Protestants Protest Religious Restrictions In Belarus
By Worthy News Europe Bureau in Budapest
MINSK/BUDAPEST (Worthy News) — Some 50 Protestant pastors, many of whom were punished for religious activities, have written to President Aleksandr Lukashenko complaining of long-standing restrictions, an advocacy group said Tuesday, August 25.
Forum 18 said the letter came as officials defended fining Baptist Christians in the Western town of Baranovichi about one month’s average wages for for using their home for religious worship.
“They violated the Religion Law,” ideology official Sergei Puzikov was quoted as saying. He denied the measure contradicted Belarus’ Constitution, which apparently guarantees religious freedom. “In any country there is not only the Constitution, but individual laws.”
Puzikov was reportedly also involved in a fine handed down to another Baranovichi church in July.
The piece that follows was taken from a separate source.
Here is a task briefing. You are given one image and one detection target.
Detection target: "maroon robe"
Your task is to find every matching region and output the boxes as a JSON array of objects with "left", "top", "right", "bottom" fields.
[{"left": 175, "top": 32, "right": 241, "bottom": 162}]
Police in nearby Malorita tried to have Baptists punished for singing hymns on the street, but the judge threw out the case, said Forum 18, which has close contacts with the Christians.
NEW LIFE
Pressure also continues on one of the largest evangelical churches, the the New Life Full Gospel congregation in the capital Minsk, after they refused to accept official demands to give up their place of worship they bought back in 2002.
The church’s church’s lawyer, Sergei Lukanin, has said that Court executors delivered an order to vacate the building by August 20, but church members instead have held a series of prayer meetings on the site.
Religious officials have refused to comment.
European Union ambassadors in Minsk were due to hear the church leaders’ concerns on Tuesday, August 25.
There has been growing pressure on Protestant churches and evangelical groups in several former Soviet Union republics.